Изидор лег и притворился спящим.
Немного погодя он услышал легкий шорох и, приоткрыв глаза, увидел в отворившемся отверстии двери лицо. Старший надзиратель делал обход. Убедившись, что арестант спит, он пошел дальше.
Подождав еще несколько минут, Изидор встал и потушил лампу. Теперь могла начаться работа!
Достав пилочки, он смазал их маслом и, встав на стул, начал осторожно перепиливать один из прутьев оконной решетки. Перепилив первый прут, он принялся уже за другой, но тут терпение стало ему изменять, он пилил уже не так осторожно, как сначала, понадеявшись, что все спят и поблизости никого нет. Шум его работы был явственно слышен.
Вдруг Изидор услышал шаги в коридоре. Кто-то подходил к его камере. Он мигом соскочил со стула и лег в постель. Почти в ту же минуту у отверстия двери раздался громкий голос, спрашивавший, почему в этой камере потушена лампа, и приказавший сторожу отворить дверь.
Это был старший надзиратель. Неужели он услышал шум и пришел выяснить причину?
Изидор лежал в невыразимом страхе, но при входе надзирателя и сторожа притворился, что протирает глаза спросонья.
— Кто потушил лампу? — спросил надзиратель.
Изидор приподнялся и бессмысленно оглянулся.
— Лампа? Какая лампа? — сказал он.
— Он спал! — сказал надзиратель. — Сторож, зажги лампу, она, верно, догорела. Что это ты тут делал с маслом? Отчего пятна на столе?

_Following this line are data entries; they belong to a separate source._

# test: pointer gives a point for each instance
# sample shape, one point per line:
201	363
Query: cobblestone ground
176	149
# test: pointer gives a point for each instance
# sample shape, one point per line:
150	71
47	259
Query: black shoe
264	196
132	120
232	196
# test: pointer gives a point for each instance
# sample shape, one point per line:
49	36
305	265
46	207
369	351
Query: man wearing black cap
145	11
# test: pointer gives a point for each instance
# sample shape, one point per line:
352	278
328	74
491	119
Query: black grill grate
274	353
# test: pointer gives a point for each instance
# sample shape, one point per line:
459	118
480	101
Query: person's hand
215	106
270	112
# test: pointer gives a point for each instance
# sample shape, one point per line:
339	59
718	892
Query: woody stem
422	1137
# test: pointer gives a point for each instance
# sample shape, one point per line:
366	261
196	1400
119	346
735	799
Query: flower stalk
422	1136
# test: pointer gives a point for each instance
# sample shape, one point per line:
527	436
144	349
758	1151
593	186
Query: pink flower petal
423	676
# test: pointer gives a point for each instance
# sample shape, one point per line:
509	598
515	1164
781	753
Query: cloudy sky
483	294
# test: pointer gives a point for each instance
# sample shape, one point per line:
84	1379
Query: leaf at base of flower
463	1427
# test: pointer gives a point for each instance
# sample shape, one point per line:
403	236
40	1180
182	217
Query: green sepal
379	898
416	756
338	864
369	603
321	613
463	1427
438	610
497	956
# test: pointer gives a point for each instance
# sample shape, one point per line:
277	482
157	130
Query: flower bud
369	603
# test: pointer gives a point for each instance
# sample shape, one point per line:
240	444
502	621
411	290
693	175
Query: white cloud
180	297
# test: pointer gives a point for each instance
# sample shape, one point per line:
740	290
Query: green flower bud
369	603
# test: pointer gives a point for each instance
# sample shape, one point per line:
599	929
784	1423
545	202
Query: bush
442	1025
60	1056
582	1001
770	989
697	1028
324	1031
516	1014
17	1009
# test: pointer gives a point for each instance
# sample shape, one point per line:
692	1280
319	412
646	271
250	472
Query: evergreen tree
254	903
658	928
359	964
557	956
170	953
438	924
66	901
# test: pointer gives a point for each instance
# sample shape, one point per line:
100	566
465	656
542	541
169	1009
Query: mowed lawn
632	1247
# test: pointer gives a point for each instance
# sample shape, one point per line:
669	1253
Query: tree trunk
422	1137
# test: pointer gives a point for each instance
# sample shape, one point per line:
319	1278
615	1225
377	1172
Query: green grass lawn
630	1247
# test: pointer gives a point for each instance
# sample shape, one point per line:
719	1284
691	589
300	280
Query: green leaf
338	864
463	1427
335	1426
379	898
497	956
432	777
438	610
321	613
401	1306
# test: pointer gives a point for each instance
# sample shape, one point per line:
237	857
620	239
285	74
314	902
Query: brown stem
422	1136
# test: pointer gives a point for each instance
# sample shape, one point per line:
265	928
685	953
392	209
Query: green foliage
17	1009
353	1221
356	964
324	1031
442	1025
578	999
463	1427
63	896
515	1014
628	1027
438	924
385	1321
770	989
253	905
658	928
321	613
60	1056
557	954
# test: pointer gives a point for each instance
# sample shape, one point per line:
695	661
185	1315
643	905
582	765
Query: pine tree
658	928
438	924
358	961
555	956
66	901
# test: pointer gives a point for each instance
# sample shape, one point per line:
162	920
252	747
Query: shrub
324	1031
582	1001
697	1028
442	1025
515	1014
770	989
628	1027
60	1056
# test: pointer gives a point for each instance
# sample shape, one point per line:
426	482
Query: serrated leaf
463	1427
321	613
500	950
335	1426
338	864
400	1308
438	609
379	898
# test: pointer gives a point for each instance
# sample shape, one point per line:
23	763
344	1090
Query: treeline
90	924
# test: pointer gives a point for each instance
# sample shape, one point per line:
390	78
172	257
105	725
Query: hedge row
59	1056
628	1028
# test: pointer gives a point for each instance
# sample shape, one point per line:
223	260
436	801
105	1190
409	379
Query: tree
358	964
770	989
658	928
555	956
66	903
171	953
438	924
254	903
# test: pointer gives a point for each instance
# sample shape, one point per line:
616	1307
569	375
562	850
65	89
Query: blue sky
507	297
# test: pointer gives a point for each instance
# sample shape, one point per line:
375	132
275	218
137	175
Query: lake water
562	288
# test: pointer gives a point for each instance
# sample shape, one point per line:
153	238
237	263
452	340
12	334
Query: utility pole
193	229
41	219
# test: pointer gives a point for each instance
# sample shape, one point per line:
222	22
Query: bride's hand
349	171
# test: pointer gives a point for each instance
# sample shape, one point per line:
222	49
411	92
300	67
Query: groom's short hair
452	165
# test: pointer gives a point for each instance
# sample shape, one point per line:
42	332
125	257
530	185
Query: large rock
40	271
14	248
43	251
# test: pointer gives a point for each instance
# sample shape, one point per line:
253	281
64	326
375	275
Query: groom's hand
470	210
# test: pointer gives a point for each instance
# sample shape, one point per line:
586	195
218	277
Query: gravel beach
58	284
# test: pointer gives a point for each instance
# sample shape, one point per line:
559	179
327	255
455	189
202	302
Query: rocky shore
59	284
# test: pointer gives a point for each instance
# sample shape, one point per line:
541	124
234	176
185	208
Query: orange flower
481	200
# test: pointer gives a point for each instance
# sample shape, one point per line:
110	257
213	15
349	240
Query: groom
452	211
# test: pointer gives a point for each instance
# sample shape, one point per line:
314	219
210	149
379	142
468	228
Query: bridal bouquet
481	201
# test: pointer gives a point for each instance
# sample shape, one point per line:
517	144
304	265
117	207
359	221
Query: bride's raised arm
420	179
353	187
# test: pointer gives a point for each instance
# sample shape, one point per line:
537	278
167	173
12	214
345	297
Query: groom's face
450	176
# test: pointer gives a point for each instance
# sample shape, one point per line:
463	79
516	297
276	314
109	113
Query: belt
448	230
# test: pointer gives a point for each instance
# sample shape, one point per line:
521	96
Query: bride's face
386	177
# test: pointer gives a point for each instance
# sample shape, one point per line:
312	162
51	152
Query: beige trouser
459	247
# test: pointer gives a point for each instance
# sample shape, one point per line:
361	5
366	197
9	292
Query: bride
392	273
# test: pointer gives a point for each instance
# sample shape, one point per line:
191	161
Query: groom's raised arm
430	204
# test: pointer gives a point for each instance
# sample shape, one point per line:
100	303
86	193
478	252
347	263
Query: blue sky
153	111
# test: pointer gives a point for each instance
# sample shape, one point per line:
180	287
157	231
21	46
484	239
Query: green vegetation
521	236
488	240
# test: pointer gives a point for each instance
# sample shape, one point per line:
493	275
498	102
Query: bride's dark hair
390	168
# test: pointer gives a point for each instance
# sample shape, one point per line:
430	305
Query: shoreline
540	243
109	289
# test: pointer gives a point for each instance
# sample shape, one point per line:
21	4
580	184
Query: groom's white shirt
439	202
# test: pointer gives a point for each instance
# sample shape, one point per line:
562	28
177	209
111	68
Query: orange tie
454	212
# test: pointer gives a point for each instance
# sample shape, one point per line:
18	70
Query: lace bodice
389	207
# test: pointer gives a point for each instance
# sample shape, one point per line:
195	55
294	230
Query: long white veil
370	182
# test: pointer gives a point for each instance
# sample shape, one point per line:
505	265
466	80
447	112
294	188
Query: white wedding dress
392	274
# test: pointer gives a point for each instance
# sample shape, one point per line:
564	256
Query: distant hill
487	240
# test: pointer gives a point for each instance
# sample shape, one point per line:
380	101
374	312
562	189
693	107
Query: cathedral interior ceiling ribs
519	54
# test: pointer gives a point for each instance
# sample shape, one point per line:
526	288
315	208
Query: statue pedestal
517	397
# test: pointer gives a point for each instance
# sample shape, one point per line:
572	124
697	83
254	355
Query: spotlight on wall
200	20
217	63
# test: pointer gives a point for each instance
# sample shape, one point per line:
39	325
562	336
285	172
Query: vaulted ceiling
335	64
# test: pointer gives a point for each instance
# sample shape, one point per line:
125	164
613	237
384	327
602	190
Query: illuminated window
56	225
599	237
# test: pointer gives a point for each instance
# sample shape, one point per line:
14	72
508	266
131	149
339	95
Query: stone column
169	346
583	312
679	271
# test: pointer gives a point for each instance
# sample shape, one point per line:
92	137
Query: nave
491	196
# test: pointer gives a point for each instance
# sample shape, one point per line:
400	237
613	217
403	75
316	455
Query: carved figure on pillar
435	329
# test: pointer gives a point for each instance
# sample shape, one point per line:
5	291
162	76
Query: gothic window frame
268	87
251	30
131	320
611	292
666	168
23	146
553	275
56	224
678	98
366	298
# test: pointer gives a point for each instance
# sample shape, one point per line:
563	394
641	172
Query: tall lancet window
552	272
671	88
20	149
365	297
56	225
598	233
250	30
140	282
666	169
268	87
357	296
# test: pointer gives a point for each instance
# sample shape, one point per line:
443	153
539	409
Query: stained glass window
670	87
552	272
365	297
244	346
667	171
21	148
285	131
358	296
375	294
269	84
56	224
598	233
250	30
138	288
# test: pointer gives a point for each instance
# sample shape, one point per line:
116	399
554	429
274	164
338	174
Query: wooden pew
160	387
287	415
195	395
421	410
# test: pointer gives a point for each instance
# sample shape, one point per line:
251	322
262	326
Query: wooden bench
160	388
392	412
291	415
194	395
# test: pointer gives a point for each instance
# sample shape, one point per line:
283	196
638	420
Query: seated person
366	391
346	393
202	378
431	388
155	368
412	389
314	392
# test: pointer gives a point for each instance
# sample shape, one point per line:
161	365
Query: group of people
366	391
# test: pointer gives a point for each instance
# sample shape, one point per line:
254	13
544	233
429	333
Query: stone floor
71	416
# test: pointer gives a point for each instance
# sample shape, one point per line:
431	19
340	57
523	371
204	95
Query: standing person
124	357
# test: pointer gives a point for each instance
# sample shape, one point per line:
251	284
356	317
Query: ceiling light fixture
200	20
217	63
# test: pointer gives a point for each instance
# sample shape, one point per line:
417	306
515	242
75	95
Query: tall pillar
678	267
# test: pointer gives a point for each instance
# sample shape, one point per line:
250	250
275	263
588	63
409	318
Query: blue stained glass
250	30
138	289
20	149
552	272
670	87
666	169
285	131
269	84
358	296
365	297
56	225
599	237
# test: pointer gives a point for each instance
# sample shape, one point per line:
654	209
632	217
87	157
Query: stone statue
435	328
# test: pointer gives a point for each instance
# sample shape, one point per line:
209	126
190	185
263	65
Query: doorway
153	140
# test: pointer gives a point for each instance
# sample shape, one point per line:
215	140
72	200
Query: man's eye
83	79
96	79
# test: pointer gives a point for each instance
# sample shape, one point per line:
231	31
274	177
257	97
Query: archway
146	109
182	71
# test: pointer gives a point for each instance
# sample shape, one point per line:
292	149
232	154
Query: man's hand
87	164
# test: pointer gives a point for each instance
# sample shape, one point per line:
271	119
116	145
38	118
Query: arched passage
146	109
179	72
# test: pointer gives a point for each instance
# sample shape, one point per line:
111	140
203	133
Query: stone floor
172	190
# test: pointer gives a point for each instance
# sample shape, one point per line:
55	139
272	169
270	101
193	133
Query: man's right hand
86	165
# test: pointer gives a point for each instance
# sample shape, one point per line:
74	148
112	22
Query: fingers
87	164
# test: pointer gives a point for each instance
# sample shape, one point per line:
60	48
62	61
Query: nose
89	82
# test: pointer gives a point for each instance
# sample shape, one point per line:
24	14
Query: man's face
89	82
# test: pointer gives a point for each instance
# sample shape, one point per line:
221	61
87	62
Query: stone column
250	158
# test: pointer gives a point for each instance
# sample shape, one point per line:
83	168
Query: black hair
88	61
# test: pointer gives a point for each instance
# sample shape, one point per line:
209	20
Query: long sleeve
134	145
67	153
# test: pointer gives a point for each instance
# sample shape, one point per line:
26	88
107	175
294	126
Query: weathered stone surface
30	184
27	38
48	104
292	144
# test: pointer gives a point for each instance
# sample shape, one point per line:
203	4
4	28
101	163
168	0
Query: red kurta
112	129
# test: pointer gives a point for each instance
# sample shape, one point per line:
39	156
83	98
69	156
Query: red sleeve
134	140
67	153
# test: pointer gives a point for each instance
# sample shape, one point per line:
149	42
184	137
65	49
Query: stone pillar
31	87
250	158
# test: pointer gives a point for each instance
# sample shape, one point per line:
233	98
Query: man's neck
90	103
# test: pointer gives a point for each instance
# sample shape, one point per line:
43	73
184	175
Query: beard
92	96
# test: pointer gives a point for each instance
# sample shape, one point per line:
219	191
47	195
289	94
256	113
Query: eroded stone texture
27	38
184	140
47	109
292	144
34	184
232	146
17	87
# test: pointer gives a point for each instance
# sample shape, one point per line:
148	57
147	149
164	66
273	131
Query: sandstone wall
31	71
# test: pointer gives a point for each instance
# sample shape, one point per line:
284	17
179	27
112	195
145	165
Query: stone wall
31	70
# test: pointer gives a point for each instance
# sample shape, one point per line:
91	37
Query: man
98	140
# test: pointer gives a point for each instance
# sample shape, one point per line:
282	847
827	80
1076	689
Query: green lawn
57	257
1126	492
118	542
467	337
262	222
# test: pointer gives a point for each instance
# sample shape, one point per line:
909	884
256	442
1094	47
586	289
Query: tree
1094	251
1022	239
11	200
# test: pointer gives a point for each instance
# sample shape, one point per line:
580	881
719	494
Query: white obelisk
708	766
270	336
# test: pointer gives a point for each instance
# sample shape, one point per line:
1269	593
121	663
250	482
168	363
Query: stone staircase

— Какие пятна, сеньор? Не знаю.
— Завтра утром надо посмотреть, не нужно ли исправить лампу, — сказал надзиратель и зорко оглядел камеру, но не нашел в ней ничего подозрительного. Сторож снова зажег лампу и вышел вслед за ним.
Когда ключ повернулся в двери, Изидор облегченно вздохнул — они ничего не заметили. Поднявшись, он прислушался — все было тихо. Ночь надвигалась.
Напрягая все силы, он загнул оба подпиленных прута внутрь, теперь окно было открыто, но проход оказался так мал, что вылезать нужно было с большой осторожностью, держась за решетку, спустить вначале ноги и нащупать ими лестницу, которая была не толще мизинца.
Он так и сделал: привязал лестницу к прутьям решетки и, ухватившись за них, опустил сначала одну ногу, отыскал качавшуюся на ветру лестницу, потом — другую, все еще не выпуская из рук прутьев. Но, наконец, надо было оставить их — и он, вцепившись в лестницу, повис между небом и землей.
Волосы у него встали дыбом, когда он взглянул вниз. Далеко под ним мерцала темная глубина. Минутная слабость, головокружение — и Изидор полетел бы вниз. Но он тотчас взял себя в руки, вспомнив о своем страшном положении, и, оторвав взгляд от мрачной бездны, стал потихоньку спускаться. На это ушло немногим больше получаса, а ему показалось — вечность. Наконец он оказался у воды, там действительно была привязана лодка. Монах говорил правду.
Спрыгнув в нее, Изидор поджег лестницу, она затлела и сгорела раньше, чем он ожидал. Тогда, махнув рукой, он направил лодку к противоположному берегу Мансанареса, поглядывая временами на Адский замок, откуда так счастливо освободился.
Заря уже занималась на востоке, когда Изидор причалил к берегу.